Dans la ville sainte chiite de Kerbala (centre), des manifestants ont affirmé que les forces de l'ordre jetaient "des cocktails Molotov sur des maisons" qui ont été en partie incendiées, et ont "tiré à balles réelles après minuit". Les protestataires ont répondu avec ces mêmes bouteilles enflammées.

Deux personnes ont par ailleurs été tuées dans la nuit lors d'incidents dans la capitale Bagdad.

Réformes à la marge

Les Irakiens sont dans la rue depuis le 1er octobre pour le premier mouvement social spontané depuis l'invasion américaine qui a renversé en 2003 le dictateur Saddam Hussein

Leur principal point de ralliement est la place Tahrir de Bagdad, occupée jour et nuit, et voisine de ponts et de rues commerçantes devenus champ de bataille au cœur de la deuxième capitale la plus peuplée du monde arabe. Là, dix manifestants ont été tués ces trois derniers jours.

"On ne bougera pas d'ici", prévenait de nouveau dimanche un manifestant sur la place Tahrir. "Ca suffit, il faut qu'ils se décollent de leurs sièges ! Et nous, on est prêt à rester dix ans ici", prévenait un autre.

Face à eux, le pouvoir ne propose que des réformes à la marge. Une nouvelle loi électorale a été proposée, mais peine à voir le jour au Parlement. Par ailleurs, le remaniement ministériel partiel annoncé depuis des semaines pourrait, lui, n'être qu'une façon de se débarrasser de certains sans changer la face du pouvoir, selon les experts.

Pour le Premier ministre irakien, Adel Abdel Mahdi, la priorité est désormais le vote du budget 2020. Reposant quasi totalement sur l'argent du pétrole, ce budget est depuis des années le principal garant de la paix sociale dans un pays rongé par le clientélisme.

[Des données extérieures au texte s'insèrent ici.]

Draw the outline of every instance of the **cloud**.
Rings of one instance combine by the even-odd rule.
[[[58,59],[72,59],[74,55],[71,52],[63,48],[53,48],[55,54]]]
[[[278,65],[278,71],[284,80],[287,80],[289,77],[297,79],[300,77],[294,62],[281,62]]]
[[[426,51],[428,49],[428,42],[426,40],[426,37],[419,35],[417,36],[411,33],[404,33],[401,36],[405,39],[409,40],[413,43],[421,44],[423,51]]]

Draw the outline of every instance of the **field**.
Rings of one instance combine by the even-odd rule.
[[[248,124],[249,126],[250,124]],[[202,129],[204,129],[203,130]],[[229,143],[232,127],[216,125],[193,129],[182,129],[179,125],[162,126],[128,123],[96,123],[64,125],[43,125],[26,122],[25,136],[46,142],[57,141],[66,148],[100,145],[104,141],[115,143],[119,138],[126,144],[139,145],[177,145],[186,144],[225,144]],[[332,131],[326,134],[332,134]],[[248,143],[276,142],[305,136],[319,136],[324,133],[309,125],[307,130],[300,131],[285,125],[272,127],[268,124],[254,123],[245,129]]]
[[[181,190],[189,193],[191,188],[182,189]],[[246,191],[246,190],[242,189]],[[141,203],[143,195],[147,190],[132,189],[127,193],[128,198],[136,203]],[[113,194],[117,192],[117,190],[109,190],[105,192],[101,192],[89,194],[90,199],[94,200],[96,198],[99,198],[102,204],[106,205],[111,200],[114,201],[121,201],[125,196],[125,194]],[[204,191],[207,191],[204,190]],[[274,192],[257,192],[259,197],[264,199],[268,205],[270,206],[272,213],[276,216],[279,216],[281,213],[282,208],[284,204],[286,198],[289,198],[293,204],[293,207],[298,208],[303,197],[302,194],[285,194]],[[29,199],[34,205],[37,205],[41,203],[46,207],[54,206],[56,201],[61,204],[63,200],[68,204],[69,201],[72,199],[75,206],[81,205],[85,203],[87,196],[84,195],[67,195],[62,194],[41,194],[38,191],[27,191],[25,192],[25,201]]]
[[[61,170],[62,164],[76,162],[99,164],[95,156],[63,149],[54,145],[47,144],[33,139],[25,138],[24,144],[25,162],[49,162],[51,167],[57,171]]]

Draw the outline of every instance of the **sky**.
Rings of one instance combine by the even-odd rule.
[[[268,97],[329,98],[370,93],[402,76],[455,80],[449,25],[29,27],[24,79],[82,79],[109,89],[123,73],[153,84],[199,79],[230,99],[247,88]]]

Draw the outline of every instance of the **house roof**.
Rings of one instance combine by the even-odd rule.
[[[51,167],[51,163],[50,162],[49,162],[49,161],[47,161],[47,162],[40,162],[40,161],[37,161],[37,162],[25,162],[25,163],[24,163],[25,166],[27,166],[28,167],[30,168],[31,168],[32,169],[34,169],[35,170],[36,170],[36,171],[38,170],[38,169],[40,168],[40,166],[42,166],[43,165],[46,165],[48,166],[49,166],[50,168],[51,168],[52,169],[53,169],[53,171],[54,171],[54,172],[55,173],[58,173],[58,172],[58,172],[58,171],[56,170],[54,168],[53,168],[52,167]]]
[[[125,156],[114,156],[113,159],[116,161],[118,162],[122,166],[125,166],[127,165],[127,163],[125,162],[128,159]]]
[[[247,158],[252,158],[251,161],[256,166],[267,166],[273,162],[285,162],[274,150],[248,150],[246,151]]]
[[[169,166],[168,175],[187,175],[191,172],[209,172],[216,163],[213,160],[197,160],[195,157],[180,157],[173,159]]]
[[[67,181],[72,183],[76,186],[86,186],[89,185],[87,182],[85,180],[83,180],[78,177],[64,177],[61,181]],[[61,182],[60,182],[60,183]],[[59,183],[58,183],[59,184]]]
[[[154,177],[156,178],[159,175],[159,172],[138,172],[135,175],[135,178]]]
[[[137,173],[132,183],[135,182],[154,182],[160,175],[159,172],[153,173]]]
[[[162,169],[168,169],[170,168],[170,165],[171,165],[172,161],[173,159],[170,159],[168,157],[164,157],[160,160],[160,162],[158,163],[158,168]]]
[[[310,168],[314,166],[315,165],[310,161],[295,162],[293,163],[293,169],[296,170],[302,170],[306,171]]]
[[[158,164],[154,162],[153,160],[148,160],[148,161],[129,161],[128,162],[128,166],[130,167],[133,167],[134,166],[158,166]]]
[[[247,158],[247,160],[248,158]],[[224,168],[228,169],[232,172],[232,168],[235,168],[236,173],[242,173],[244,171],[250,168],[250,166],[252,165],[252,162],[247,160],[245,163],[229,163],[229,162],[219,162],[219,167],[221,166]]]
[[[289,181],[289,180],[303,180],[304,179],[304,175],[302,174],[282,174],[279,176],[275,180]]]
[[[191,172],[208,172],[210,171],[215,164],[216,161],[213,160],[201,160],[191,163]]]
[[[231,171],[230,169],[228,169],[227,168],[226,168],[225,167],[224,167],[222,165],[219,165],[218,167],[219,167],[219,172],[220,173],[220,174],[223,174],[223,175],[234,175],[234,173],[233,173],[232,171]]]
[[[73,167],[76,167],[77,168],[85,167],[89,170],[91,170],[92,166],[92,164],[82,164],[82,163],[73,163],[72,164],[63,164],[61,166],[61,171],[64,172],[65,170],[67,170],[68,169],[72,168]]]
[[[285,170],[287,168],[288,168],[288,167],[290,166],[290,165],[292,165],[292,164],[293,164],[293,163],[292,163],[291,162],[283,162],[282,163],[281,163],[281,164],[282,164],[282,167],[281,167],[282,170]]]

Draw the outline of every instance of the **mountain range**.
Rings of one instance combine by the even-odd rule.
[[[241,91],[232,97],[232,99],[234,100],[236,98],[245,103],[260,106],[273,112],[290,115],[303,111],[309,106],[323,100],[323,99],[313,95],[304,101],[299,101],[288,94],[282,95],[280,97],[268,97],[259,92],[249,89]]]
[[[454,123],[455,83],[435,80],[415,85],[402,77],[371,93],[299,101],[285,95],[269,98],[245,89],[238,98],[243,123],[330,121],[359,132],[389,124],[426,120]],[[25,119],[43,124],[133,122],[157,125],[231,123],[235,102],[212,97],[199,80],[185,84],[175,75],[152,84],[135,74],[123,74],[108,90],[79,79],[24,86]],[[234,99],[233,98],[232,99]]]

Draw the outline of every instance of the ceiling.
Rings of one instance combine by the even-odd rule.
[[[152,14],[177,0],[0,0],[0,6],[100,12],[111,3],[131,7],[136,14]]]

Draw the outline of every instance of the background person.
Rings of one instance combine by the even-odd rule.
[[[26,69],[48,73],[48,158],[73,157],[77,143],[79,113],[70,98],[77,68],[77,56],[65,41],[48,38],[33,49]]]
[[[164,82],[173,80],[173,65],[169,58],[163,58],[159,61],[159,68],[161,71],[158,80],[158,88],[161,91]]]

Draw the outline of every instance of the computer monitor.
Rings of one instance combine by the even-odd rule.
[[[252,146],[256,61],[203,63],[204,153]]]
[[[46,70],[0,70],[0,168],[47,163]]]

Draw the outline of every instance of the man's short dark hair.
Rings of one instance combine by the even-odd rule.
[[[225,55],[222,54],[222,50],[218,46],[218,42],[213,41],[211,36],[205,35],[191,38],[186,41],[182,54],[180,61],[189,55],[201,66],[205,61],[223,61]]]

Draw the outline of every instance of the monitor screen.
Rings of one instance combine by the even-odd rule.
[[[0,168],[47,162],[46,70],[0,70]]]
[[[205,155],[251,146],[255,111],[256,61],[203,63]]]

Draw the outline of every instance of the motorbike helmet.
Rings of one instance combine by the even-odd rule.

Mais avec déjà un tiers des 111 milliards de dollars de budget 2019 consacré aux salaires des fonctionnaires, les économistes assurent que celui de 2020 devrait exploser. En effet, le gouvernement a annoncé des milliers d'embauches pour tenter d'endiguer la contestation, sans toutefois lancer les réformes nécessaires pour développer le secteur privé, quasi inexistant en Irak.